Recognition is nice when it comes, but it’s not why any of these professionals go to work every day. Many of the people they rescue may be quickly overwhelmed by medical or personal issues related to their incidents and neglect to follow up with a “thank you.” (Others might just be embarrassed.)

And the media can be fickle. Munday recounted a swiftwater rescue he performed in Queensland, Australia, very early in his career. The next day, another team made a similar rescue in the same location, in this case using a dive bag as an improvised carrier to hoist up a small child. That rescue was captured on video, and naturally got all of the attention, Munday laughed.

 

Tony Webber has spent 35 years with the San Diego Sheriff’s Department, conducting law enforcement, rescue, and firefighting missions. His biggest advice for new crewmembers? “Pay attention to detail, and checklist discipline,” he said. Photos courtesy of Tony Webber

 

However, sometimes rescues can lead to very meaningful connections. Webber recalled one extraordinary mission that occurred during a firestorm fanned by Southern California’s Santa Ana winds. Webber, in a Bell 205, had been dropping water on a fire for three or four hours when a fire crew came on the radio to say the fire was overtaking them.
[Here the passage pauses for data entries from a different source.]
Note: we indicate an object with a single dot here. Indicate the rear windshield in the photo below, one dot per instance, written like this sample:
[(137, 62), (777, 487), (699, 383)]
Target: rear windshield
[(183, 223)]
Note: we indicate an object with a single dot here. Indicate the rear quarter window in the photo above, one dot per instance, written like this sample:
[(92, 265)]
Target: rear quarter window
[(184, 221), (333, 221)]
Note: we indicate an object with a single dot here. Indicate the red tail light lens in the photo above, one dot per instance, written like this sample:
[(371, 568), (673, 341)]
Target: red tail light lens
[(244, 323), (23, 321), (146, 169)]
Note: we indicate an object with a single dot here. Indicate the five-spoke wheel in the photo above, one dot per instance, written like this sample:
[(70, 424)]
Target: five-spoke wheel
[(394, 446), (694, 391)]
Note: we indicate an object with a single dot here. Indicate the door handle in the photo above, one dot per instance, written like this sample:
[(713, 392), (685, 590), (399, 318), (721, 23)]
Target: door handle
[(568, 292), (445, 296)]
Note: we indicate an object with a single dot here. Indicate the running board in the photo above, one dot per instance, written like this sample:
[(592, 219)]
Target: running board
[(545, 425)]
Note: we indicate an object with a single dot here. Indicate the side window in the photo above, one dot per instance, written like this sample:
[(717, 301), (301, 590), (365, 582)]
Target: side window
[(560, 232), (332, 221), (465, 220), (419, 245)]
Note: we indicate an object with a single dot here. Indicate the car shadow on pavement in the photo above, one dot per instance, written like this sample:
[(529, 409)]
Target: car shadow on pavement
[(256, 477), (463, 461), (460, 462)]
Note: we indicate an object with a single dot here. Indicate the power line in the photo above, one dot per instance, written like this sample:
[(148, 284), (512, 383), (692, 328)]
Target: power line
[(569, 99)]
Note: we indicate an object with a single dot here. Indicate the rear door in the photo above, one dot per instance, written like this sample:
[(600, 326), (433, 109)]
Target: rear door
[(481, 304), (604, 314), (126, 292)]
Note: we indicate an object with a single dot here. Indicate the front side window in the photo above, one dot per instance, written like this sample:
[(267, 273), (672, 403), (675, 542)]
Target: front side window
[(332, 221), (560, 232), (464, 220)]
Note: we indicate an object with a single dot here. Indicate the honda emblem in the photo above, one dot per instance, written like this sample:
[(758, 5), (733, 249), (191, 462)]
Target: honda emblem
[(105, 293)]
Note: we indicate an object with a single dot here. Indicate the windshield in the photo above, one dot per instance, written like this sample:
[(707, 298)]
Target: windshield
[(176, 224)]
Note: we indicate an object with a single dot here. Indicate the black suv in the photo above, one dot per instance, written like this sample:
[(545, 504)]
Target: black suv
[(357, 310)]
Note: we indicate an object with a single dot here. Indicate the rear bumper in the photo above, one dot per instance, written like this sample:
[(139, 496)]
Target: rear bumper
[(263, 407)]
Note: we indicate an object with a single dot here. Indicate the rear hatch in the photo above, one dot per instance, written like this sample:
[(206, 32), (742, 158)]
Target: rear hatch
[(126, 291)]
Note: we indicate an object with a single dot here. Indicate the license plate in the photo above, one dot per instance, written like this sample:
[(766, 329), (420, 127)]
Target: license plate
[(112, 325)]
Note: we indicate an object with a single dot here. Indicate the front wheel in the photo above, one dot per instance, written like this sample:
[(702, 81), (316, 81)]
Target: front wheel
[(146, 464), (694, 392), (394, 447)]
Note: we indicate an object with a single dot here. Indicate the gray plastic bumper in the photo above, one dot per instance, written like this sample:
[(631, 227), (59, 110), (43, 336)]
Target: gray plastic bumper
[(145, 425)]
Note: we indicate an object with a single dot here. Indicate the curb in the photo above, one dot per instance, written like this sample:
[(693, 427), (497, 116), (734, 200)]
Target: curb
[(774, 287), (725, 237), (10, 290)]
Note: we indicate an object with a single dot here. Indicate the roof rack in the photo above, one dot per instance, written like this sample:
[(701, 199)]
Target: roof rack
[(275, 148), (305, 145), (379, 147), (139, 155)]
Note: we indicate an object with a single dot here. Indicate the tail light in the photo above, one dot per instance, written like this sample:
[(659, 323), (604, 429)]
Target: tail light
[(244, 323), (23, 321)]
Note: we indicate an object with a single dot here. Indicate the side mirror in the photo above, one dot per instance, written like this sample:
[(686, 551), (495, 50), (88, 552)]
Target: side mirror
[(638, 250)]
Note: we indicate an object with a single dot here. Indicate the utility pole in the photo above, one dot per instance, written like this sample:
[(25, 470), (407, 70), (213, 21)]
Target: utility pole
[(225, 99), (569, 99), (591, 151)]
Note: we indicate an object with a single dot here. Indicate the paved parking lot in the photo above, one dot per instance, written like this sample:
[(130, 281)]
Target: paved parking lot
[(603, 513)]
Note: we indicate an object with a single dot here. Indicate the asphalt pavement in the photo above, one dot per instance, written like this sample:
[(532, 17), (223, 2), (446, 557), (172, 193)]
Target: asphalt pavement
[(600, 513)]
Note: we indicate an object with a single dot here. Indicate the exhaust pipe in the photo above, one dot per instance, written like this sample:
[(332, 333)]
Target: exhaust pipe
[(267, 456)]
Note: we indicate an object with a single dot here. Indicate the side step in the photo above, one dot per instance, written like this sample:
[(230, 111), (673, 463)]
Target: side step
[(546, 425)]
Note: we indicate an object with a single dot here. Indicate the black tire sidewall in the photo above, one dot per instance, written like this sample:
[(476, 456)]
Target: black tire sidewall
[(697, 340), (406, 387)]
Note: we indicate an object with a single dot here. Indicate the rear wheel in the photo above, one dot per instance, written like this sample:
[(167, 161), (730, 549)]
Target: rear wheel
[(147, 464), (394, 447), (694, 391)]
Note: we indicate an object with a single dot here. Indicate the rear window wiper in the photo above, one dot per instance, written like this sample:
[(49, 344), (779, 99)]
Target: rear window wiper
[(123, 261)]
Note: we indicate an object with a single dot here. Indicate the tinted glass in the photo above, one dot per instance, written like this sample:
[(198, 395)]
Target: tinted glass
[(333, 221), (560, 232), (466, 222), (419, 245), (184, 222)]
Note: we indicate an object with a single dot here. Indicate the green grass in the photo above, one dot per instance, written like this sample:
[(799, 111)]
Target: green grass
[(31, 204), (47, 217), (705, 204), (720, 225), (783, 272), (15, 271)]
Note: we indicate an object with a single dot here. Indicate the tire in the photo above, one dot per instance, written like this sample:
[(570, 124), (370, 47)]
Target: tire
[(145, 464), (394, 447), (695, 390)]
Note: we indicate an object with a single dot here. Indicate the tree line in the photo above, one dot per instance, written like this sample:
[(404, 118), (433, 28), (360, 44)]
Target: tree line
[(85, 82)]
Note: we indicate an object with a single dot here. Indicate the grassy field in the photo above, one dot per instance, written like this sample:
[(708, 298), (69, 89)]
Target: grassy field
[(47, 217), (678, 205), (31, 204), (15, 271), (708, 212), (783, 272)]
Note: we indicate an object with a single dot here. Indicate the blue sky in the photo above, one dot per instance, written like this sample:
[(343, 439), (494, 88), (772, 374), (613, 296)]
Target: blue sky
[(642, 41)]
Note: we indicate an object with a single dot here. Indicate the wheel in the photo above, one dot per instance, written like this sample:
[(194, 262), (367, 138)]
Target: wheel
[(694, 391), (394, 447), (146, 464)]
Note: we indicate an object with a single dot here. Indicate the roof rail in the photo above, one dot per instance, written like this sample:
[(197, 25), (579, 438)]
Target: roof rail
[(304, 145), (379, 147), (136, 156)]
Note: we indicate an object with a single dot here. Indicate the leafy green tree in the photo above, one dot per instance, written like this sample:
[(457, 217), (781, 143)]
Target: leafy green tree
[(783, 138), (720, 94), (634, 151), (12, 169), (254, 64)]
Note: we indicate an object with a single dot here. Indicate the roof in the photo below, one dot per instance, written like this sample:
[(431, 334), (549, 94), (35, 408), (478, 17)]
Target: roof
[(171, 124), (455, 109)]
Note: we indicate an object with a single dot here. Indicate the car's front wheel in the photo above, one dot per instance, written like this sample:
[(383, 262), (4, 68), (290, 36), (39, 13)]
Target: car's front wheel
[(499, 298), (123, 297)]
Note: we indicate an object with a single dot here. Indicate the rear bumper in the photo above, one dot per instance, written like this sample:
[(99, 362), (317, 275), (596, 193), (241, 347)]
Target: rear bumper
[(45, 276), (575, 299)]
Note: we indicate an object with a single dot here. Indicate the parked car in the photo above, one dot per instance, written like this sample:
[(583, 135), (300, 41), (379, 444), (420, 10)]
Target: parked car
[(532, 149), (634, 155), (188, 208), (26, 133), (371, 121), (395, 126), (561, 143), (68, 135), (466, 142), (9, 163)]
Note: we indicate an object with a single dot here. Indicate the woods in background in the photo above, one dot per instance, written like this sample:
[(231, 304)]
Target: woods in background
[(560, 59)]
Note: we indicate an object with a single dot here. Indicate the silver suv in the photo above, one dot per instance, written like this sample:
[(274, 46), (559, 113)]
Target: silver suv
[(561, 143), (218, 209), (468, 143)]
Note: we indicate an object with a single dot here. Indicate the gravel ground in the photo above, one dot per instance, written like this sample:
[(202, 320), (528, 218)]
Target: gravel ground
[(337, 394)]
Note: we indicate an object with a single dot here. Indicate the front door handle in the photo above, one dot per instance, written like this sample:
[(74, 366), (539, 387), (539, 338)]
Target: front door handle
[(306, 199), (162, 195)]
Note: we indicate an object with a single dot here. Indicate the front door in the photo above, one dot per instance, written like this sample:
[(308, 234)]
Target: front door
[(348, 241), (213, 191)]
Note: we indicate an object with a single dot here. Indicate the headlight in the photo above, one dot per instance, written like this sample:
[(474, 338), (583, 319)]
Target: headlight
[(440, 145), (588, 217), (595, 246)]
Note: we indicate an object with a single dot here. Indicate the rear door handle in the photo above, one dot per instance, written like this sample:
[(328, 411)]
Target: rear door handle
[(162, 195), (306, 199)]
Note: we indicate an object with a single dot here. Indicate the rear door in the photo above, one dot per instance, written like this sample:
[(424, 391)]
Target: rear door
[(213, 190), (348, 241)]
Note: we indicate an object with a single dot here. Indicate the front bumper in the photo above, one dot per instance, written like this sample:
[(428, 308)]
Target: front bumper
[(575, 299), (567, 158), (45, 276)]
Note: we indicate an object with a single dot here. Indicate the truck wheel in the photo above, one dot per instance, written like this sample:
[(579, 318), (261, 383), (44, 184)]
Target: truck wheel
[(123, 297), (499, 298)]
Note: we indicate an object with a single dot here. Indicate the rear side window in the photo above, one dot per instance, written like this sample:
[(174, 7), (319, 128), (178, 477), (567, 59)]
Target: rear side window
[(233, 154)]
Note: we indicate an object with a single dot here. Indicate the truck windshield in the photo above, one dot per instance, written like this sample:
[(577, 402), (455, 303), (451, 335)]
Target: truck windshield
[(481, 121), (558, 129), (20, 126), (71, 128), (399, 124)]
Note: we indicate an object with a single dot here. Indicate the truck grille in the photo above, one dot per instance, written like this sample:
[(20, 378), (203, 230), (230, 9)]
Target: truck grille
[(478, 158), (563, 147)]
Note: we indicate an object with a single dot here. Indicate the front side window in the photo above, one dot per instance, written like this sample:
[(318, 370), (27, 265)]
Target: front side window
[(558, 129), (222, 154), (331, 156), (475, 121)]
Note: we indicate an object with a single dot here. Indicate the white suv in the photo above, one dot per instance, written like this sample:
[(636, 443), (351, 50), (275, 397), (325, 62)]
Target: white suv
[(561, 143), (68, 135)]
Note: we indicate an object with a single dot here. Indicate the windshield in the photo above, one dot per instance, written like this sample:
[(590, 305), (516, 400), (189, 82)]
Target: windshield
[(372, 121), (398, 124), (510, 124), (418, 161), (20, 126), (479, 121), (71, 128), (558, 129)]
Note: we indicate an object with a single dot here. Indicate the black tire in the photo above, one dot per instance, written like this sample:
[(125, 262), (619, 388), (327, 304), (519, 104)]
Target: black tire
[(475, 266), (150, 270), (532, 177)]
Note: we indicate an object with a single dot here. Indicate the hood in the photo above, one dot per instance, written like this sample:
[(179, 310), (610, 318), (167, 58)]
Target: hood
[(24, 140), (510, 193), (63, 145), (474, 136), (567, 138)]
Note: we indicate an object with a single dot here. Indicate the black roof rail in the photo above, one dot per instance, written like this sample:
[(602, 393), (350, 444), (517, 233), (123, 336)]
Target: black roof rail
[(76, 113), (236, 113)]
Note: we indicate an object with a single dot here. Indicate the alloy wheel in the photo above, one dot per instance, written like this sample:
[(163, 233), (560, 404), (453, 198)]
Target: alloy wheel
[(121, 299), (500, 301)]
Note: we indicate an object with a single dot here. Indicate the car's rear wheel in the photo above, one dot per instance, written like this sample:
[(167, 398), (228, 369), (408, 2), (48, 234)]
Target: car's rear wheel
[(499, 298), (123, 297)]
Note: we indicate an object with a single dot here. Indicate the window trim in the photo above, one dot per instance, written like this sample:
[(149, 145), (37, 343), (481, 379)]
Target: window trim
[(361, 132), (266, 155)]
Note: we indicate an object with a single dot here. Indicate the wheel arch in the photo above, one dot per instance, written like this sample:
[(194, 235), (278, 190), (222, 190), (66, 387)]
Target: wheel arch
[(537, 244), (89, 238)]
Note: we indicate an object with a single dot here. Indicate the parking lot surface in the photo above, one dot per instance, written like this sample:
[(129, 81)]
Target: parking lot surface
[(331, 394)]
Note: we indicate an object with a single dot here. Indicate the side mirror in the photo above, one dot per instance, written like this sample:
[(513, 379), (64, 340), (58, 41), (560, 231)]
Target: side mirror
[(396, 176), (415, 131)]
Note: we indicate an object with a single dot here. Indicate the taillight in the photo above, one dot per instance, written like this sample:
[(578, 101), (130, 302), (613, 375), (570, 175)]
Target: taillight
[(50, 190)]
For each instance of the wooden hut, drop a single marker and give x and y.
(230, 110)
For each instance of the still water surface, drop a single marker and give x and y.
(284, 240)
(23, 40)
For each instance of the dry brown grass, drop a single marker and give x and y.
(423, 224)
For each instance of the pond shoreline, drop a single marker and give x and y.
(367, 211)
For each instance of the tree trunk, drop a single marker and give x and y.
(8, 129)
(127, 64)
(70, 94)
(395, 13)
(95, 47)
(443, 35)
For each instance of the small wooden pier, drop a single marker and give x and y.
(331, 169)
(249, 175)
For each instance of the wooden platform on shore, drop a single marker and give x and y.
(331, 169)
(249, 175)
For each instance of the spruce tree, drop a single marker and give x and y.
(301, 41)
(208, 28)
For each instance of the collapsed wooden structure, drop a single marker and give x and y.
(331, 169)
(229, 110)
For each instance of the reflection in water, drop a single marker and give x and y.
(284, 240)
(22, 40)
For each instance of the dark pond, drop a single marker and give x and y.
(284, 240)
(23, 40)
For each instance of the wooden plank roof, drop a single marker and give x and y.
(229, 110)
“They’re starting to yell over the air that they’re getting burned over, deploying fire shelters, and you’re hearing that in the helicopter and it’s gut-wrenching,” he said. “Because there’s nothing you can do.”

As the radios fell silent and the fire burned past the crew’s location, air attack asked who would be willing to fly to the scene. Webber and the pilot of a call-when-needed aircraft volunteered.

“They could only send in one helicopter at a time because the visibility was less than a quarter mile, power lines everywhere,” Webber explained, recounting that the call-when-needed helicopter went in first and loaded several victims who were badly burned.

“He departs, I start following the power line in — I had to follow it and it is just thick smoke — I now spot the crew bus and we land next to it,” Webber said. “And the reason it sticks out for me, it was like something out of the Twilight Zone. Because I saw the crew bus earlier in the day, and it was a new one. We landed next to it, windows are blown out, it’s melted, there’s melted metal on the ground, and when we land, the fire shelters are blowing.”

 

Now chief rescue specialist for Two Bear Air in Montana, Wil Milam spent a decade working as a U.S. Coast Guard helicopter rescue swimmer. Photo courtesy of Wil Milam

 

Webber and his crew member were unable to find the one person who was still missing — a homeowner who, it later turned out, had gone back into his house and perished in the flames.

“Fast forward about five years later, one of the kids that was on the crew that got burned over, is now coming into our helitack team at Gillespie,” Webber said. “He comes up to me and says, ‘I hear you’re one of the guys who came in to get us.’ . . . And he was thanking me for being one of the pilots who came in to help him.”